Sicuramente è interessante vedere il voltagabbanismo dell’opinione pubblica. La reazione di solidarietà dopo gli attentati del 2015, con le orde dei “#JesuisCharlie”, e poi si arriva all’estate del 2016 ed è tutto dimenticato. Un’inversione notevole non trova? Questo non fa altro che confermare quanto aveva già precedentemente detto, il criterio della distanza: finché l’oggetto della satira è lontano va tutto bene, poi quando ad essere colpito è il mio vicino di casa, le cose cambiano un pochino. Io vedo ipocrisia.
Esattamente! Che poi lì la critica non era sui terremotati, ma su chi aveva costruito. Io sono spesso d’accordo con l’obbiettivo di quelle vignette, ma dissento dalla forma usata da Hebdo, io ho un’altra tecnica. Prima di fare una vignetta secondo me si dovrebbe domandare: è satira? Chi sto colpendo? Qual è il mio obbiettivo? Non si può parlare del buongusto dato che è la cosa più opinabile del mondo. La satira è una cosa, lo sberleffo, la presa in giro, il razzismo è un’altra.

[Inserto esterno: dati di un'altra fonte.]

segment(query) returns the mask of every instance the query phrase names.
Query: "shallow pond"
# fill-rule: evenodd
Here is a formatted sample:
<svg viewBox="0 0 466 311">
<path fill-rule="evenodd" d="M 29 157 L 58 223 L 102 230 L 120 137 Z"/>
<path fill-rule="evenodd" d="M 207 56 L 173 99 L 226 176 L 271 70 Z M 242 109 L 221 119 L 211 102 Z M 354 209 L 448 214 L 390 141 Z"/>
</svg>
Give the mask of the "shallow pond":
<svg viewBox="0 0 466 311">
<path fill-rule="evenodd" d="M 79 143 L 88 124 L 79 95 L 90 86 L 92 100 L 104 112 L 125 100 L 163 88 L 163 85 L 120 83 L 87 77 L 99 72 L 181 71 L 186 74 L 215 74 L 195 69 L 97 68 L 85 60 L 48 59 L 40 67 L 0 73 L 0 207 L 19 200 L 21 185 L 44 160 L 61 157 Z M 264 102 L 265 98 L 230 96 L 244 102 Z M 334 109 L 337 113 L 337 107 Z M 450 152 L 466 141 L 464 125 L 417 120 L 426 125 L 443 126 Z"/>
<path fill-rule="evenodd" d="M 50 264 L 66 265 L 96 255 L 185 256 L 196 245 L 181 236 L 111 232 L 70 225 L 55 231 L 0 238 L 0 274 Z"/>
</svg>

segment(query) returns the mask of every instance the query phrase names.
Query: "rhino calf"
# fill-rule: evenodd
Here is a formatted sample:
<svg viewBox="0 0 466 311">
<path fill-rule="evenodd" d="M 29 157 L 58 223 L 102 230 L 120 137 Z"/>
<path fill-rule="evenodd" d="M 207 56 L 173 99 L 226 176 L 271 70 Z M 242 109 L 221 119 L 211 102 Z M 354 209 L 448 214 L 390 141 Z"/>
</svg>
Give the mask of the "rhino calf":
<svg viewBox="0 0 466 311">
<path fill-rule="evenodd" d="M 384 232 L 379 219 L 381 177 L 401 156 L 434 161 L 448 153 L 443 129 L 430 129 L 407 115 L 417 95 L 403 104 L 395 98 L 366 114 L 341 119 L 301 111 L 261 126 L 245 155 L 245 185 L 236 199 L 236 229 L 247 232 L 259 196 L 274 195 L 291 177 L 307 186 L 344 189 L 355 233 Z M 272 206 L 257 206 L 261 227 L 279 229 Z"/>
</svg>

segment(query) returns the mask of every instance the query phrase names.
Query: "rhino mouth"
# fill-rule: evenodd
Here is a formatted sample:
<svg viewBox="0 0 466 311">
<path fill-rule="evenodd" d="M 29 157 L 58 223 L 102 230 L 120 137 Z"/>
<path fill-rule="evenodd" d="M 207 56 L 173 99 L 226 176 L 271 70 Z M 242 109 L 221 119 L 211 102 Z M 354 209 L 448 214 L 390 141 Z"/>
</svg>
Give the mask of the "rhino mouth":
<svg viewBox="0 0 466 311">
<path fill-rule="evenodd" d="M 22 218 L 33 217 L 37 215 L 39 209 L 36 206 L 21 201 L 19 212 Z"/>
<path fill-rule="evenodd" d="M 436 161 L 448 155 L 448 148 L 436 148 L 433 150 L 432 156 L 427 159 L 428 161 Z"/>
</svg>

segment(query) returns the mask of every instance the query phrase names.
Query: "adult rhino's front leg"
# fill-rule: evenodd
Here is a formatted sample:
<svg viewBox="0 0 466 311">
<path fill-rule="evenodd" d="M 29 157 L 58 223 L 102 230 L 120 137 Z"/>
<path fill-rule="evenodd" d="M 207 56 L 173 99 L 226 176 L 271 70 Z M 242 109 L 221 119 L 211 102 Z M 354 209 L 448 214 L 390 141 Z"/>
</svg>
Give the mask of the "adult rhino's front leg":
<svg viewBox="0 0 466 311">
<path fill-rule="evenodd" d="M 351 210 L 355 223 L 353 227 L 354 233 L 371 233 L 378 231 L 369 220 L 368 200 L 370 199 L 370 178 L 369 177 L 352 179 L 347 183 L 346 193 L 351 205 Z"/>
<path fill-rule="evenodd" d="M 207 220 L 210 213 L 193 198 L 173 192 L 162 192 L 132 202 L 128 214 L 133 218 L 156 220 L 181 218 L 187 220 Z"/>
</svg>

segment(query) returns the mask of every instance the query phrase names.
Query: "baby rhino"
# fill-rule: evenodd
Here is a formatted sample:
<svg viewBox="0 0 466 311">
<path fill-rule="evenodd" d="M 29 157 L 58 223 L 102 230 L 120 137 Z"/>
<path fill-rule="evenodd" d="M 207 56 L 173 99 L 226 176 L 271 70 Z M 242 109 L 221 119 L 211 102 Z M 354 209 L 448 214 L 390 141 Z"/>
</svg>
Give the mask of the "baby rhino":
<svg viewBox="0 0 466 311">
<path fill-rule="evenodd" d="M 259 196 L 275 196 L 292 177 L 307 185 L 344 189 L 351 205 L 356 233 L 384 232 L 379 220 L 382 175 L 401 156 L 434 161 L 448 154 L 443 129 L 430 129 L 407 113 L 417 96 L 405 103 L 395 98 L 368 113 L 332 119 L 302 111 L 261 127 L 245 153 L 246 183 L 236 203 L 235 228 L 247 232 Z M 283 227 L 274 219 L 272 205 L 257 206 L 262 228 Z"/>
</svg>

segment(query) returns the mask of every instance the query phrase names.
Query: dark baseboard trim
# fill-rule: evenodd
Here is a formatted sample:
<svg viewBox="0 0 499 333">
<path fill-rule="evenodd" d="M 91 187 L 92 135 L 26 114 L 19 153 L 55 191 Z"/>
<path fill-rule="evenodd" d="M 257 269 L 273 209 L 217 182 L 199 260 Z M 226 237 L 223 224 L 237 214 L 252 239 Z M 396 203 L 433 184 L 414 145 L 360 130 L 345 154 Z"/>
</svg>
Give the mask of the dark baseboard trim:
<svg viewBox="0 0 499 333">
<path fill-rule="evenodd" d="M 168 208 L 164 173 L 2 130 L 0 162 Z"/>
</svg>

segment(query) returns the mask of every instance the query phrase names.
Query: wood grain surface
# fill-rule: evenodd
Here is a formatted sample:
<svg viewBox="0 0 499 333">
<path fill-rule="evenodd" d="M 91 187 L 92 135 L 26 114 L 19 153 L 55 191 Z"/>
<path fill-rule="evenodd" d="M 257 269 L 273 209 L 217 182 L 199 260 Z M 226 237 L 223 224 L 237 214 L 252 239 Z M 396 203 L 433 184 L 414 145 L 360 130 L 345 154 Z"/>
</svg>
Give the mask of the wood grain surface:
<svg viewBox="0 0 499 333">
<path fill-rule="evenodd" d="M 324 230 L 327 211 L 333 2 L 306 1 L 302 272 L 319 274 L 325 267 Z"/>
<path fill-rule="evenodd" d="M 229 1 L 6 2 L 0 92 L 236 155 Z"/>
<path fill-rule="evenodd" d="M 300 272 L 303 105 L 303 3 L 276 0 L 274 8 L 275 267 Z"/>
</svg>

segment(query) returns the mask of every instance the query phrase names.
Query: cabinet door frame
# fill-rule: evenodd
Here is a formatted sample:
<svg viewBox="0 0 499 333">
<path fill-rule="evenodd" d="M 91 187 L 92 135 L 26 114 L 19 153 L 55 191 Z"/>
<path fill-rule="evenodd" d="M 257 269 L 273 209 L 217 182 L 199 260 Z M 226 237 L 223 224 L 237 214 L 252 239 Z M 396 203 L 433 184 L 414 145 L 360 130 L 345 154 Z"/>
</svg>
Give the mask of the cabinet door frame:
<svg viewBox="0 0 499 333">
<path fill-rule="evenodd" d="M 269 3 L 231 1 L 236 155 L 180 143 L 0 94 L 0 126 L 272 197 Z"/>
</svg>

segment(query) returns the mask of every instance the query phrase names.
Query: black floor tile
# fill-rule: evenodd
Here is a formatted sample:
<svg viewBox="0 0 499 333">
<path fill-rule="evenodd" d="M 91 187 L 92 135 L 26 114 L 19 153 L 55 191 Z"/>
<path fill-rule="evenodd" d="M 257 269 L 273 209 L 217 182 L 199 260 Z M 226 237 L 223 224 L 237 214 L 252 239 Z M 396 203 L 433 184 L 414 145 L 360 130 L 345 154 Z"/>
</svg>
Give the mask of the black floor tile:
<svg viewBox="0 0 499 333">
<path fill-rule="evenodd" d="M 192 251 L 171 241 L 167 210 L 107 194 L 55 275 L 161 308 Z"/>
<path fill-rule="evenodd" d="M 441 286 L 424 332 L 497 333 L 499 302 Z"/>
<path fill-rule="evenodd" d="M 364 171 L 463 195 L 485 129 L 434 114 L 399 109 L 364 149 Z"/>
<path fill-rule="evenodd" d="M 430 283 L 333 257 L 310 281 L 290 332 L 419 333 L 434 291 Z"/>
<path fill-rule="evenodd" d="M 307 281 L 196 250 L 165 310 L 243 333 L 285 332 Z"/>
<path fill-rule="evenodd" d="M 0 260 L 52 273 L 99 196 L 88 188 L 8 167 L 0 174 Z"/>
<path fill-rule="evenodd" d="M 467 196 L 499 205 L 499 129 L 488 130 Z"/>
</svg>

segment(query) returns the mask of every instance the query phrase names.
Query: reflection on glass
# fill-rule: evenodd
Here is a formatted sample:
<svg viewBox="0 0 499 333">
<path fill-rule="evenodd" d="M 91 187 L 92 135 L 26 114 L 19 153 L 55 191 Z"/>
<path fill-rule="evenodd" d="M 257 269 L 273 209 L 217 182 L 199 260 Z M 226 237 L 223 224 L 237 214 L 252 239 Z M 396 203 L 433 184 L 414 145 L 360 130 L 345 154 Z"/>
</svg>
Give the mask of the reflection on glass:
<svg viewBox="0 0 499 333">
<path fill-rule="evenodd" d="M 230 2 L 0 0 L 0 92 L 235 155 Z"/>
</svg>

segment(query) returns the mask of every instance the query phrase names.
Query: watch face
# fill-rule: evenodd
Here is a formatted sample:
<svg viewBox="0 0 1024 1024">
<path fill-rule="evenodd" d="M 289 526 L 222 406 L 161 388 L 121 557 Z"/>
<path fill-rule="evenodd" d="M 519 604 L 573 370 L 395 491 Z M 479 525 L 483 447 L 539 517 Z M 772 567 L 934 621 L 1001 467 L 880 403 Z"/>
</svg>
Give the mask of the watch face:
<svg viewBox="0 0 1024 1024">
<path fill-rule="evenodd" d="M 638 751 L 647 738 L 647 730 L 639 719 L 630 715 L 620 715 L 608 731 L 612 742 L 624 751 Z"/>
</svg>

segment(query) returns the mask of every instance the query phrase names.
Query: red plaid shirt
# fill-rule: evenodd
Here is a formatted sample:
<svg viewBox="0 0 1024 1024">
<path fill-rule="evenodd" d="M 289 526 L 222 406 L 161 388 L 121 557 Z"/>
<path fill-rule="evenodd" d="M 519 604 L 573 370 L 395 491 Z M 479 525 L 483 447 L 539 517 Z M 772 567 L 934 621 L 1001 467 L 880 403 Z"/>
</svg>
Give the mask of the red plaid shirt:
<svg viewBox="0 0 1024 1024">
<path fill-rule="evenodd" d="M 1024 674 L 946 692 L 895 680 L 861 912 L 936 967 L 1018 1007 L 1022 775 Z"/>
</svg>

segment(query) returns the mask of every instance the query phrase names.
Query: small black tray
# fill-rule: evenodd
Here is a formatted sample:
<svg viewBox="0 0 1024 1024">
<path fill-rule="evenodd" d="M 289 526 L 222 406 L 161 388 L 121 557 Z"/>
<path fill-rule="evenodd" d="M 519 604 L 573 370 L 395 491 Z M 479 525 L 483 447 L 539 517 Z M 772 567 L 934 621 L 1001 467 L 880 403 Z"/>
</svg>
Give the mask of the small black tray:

Mi ricordo l’episodio di quelle vignette danesi (comparse sul quotidiano “Jyllands-Posten” nel 2005 ndr.) che suscitarono tanto scalpore agli inizi degli anni 2000 e che furono riprese anche in maniera becera da Calderoli suscitando un tumulto politico ed istituzionale non indifferente. Tutti hanno difeso quelle vignette, io no e anche Vauro devo dire, per me quelle erano delle prese per in giro senza senso. Mi hanno ricordato i manifesti nazisti delle leggi razziali, le caricature stereotipate sugli ebrei. Qual era l’obbiettivo? Lo scopo della satira è quello di colpire il potere, qualsiasi tipo di potere, religioso, politico o altro. Lì cosa vai a fare? Vai a colpire i disperati, popolazioni vessate dalle bombe occidentali giorno e notte, che vedono nell’islam la loro unica ragione di vita e speranza. Bisogna sempre chiarire prima di scrivere, di disegnare, qual è il tuo obbiettivo.

Ringrazio Biani  per la disponibilità e la sincerità che mi ha mostrato. Ognuno ha le proprie idee, certo è che il politically correct costituisce uno dei terreni di scontro degli ultimi anni. Il sottile confine che esiste tra lo sciacallaggio e la notizia, tra la denuncia e la mancanza di rispetto, restano questioni aperte. Forse come i vignettisti, prima di agire, dovremmo domandarci: è veramente giusto e utile ciò che sto facendo?